TuneFM
- Australia;
- Broadcast area: Armidale, New South Wales, Australia
- Frequency: 106.9 MHz FM

Programming
- Format: Contemporary/Independent/Youth

Ownership
- Owner: University of New England

History
- First air date: 27 April 1970
- Call sign meaning: 2 – NSW UNE – University of New England

Technical information
- ERP: 10W

Links
- Website: Tunefm Dot Net

= TUNE! FM =

TuneFM (ACMA callsign: 2UNE) is the University of New England's (UNE) campus radio station, a high power open narrowcasting service operated by UNELife in Armidale, Australia. Founded in 1970, the station is Australia’s oldest university broadcaster, serving UNE’s students, staff, and the broader Armidale community.

==History==
TuneFM has a colourful history of broadcasting, both legally and illegally. Its inception dates back to 1968 when a group of five students called the UNE Radio Committee presented a prerecorded, half-hour radio show each week on Armidale's local commercial station, 2AD. With the support of this group, Professor Neville Fletcher of the UNE Physics Department approached the Postmaster-General's Department and presented the idea of establishing a service similar to those emerging on university campuses in the United States. After considering this novel idea, the Postmaster-General wrote on 14 January 1969 to say a licence would be issued. The licence allowed the station to operate a 'closed-loop' system with micro-transmitters located in each of the eight residential colleges on campus.

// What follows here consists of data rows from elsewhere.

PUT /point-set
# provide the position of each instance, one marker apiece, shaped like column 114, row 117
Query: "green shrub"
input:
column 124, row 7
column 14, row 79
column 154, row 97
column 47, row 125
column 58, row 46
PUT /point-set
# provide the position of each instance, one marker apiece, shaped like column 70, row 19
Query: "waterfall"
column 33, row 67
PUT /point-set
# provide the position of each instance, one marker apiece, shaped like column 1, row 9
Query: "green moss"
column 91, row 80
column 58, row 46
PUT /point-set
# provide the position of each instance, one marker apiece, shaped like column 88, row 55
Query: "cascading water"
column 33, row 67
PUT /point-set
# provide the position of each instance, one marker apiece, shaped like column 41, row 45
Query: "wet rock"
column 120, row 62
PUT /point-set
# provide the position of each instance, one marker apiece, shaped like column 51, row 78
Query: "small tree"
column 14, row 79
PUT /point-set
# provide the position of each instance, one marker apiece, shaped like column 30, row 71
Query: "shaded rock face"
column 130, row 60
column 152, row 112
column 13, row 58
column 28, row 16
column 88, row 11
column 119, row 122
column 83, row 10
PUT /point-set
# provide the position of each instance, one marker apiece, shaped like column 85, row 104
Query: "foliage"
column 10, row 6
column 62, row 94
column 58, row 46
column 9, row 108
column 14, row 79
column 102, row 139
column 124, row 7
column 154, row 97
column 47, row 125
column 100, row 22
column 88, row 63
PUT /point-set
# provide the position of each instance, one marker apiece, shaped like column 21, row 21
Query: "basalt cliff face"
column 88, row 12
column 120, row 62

After overcoming technical and operational hurdles, Radio UNE (RUNE) began test transmissions on 1630 kHz on the AM band in March 1970. The station was officially opened at 7pm on 27 April that year, with a pre-recorded message from the Vice Chancellor, Professor Zelman Cowen who oversaw the license application. Richard "Swinging Dick" Mutton, Station Manager, introduced the first music track, Harry Nilsson's Everybody's Talking. Operating on only a yearly budget of about $3000, the initial construction of the station was an impressive example of passionate student motivation and community spirit. The studio desk was built from scraps by one volunteer, another student did the electrical wiring and one especially committed staff member even built a studio in his own home for production work. Only a few months later on 4 August, RUNE put itself firmly on the map with a bold attempt at an Australian record. Nineteen-year-old student Nigel Wood extraordinarily broadcast non-stop for 87 hours going on-air every 15 minutes. Several years later in 1991, the station would take back its record with student Ian Ferguson smashing out a massive 192 hours of non-stop announcing.

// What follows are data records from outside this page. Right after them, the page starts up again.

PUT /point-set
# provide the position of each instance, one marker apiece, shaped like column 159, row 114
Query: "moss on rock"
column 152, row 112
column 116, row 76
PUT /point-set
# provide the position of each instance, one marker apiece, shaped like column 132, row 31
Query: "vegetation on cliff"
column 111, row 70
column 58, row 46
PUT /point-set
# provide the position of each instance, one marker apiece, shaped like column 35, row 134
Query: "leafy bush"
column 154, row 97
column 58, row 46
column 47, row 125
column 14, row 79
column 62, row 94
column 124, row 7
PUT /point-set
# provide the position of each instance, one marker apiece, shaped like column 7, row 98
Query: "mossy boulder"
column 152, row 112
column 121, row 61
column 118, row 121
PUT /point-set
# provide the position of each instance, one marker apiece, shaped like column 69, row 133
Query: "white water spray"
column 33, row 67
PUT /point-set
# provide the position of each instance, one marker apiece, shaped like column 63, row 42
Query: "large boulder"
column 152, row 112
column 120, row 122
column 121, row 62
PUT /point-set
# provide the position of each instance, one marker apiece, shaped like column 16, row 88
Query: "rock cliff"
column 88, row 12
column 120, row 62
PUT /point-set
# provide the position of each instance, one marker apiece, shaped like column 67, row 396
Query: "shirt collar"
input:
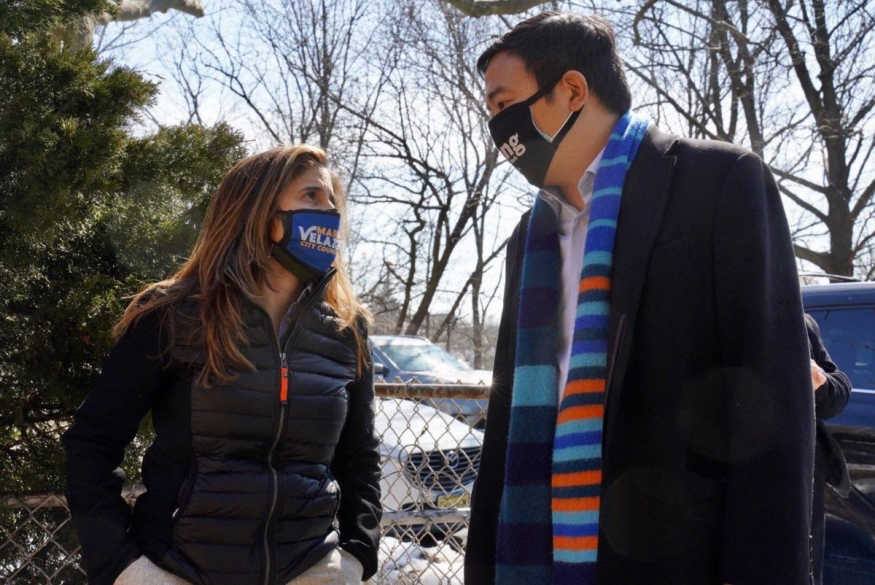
column 564, row 210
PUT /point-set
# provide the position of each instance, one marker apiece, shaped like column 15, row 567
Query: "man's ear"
column 578, row 89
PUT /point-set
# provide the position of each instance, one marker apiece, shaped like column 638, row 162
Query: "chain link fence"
column 430, row 440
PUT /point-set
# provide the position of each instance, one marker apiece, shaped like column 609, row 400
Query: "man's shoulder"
column 698, row 150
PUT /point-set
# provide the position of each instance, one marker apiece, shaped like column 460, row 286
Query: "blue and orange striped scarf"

TuneFM has operated on a 10-watt HPON Narrowcast license since it was awarded a frequency on the FM radio spectrum in 1986. Interference problems and frustration with the low-powered transmission system led the station to experiment, sometimes illegally, with alternative transmission methods. At times the station could be heard as far away as Uralla and Guyra. This limitation was appealed during the late 1990s and again in 2009. Both of these appeals were rejected by the ABA and ACMA respectively, even though the location of TuneFM's transmitter at the Newling Building in town restricts the station from being heard reliably on the main UNE campus.

Whilst being a Narrowcast station, TuneFM is a full member of the Community Broadcasting Association of Australia, and voluntarily subscribes to the Community Broadcasters' Code of Practice.

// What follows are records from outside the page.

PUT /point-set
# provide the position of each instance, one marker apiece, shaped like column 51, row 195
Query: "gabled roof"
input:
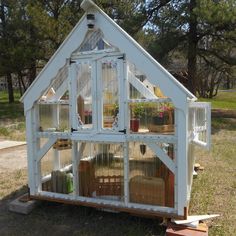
column 115, row 35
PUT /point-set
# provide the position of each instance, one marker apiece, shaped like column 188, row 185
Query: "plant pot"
column 134, row 125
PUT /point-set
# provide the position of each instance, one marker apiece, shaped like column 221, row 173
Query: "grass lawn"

Until 2006, the station was funded by the UNE Students' Association (UNESA) through compulsory student union fees. Following the introduction of voluntary student unionism, the administration of the station was transferred to Services UNE Ltd in February 2006 prior to a Special General Meeting of the Students' Association that wound up that association. On 11 July 2006, the university announced a funding package for Services UNE Ltd and Sport UNE to ensure that a variety of non-academic services, including TuneFM, could be maintained on campus. In late 2008 the station was allocated over $600,000 from both the Federal Government and the University of New England in order to build new studios and facilities. These grants were awarded on the provision that TuneFM's new facilities could be utilised as a part of a proposed School of Rural Media and Communications at the University of New England.

Studio 1 in 2007

TuneFM became the focus of national attention during the 2010 Australian federal election, after TUNE's Operations Manager Kate Doak released audio from the station's archives of Opposition Leader Tony Abbott from 1979. The audio was recorded for the "Campuswide" current affairs program during a conference at the University of New England, which Mr. Abbott attended during his tenure as the President of the University of Sydney's Student Association. The story was picked up by the Sydney Morning Herald and remained in the Headlines section of their website for over three days during the election campaign, under the name of "The Tiny Tony Tapes".

At the commencement of 2014, the management of TuneFM was handed back over to the re-established UNESA.